Keypoints of this paper include:
- The Veyo Hot Springs area and pilgrimage path from Veyo Hot Springs to the solar calendar have been impacted by Old Spanish Trail travelers and their caravans from 1829 to 1849. The impacts initially were to the hot springs where animals and people stopped, the water was drunk, grasses grazed, and caravans camped.
- The number of visitors to the Tunakwint River basin and Paiute sacred sites dramatically increased during the 1849 US gold rush expansion to California. The impacts of these subsequent travelers on the Native American Indian people were devastating with estimates of up to 90% of all near-trail indigenous people dying by 1850 (Stoffle and Evans, 1976; Stoffle et al., 1995).
- In 1983 the area immediately surrounding Veyo Hot Springs to Solar Calendar Cave was extremely rural. Most roads, excluding the paved road along the Tunakwint River, were poorly maintained dirt paths primarily traveled by local ranchers servicing their herds of cattle.
- Over the past 25 years, the initial Intermountain Power Project (IPP) single line corridor became a massive utility corridor involving three major power lines and a series of underground gas lines. Each subsequent project was officially squeezed into the initial IPP corridor, which was in fact expanded by the practice of project construction workers going where they needed to be for specific construction tasks. The current footprint of the utility corridor is not only much wider than the initial IPP corridor, but virtually all of the corridor has been disturbed and surrounding roads have been cut and upgraded to form a braided network of roads.
As this case study suggests, many Native American Indian sacred sites and indigenous people’s lands in North America had seen minimal to moderate impacts from the point of colonization to the modern era. However, the timescapes of these lands and sites have radically changed over the last quarter century or so. These changes to the timescapes are from the long-term and spatially wide impacts many development projects have had, and as this case study argues, it is from this perspective that we need to begin examining electric, gas, and energy corridors and projects.
References and Further Reading Barbara Adam. 1998.
Timescapes of Modernity: The Environment and Invisible Hazards.
New York: Routledge.
Richard Stoffle, and M. Evans. 1976. Resource Competition and Population Change: A Kaibab Paiute Ethnohistorical Case. Ethnohistory, 23(2):176-197.
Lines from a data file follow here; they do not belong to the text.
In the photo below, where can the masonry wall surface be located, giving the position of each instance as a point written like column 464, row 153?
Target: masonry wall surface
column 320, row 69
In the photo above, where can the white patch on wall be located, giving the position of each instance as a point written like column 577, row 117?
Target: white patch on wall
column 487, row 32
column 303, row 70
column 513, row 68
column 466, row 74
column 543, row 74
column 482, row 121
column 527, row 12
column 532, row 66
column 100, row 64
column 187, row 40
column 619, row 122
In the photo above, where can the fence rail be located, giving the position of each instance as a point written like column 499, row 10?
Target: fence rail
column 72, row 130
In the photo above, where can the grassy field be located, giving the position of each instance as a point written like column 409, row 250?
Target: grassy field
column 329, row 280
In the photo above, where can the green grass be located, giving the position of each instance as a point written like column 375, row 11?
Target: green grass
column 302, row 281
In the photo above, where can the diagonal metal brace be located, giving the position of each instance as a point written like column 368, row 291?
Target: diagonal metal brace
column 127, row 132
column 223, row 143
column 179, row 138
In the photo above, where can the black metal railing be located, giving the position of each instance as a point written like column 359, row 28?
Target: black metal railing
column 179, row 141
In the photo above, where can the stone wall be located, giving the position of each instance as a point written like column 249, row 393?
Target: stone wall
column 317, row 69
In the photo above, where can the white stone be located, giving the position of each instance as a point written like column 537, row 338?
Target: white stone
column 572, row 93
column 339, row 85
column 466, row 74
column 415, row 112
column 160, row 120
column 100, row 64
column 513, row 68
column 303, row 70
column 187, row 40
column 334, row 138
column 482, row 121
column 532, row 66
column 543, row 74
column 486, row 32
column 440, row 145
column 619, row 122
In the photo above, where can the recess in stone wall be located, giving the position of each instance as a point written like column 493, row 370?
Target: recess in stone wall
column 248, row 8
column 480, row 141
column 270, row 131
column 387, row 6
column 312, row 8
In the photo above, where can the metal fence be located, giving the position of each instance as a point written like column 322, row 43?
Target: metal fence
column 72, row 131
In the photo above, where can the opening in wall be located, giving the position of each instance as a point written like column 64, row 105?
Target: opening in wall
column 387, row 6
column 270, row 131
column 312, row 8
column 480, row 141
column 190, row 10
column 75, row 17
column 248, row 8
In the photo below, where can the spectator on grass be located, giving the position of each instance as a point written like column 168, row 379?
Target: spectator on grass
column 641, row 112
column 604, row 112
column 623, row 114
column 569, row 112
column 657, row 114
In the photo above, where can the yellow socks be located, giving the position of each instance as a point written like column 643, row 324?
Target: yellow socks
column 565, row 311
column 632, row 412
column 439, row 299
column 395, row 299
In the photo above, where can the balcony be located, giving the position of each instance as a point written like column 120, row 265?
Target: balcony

Richard Stoffle, K. Jones, and H. Dobyns. 1995. Direct European Transmission of Old World Pathogens. American Indian Quarterly, 19(2):181-203.
James M. Grijalva. 2008.
Closing the Circle: Environmental Justice in Indian Country.
Carolina Academic Press.
Richard Stoffle, Glen Rogers, Ferman Grayman, Gloria Bulletts Benson, Kathleen Van Vlack, and Jessica Medwied-Savage. 2008.
Timescapes In Conflict: Cumulative Impacts on a Solar Calendar. Impact Assessment and Project Appraisal, 26(3):209-218.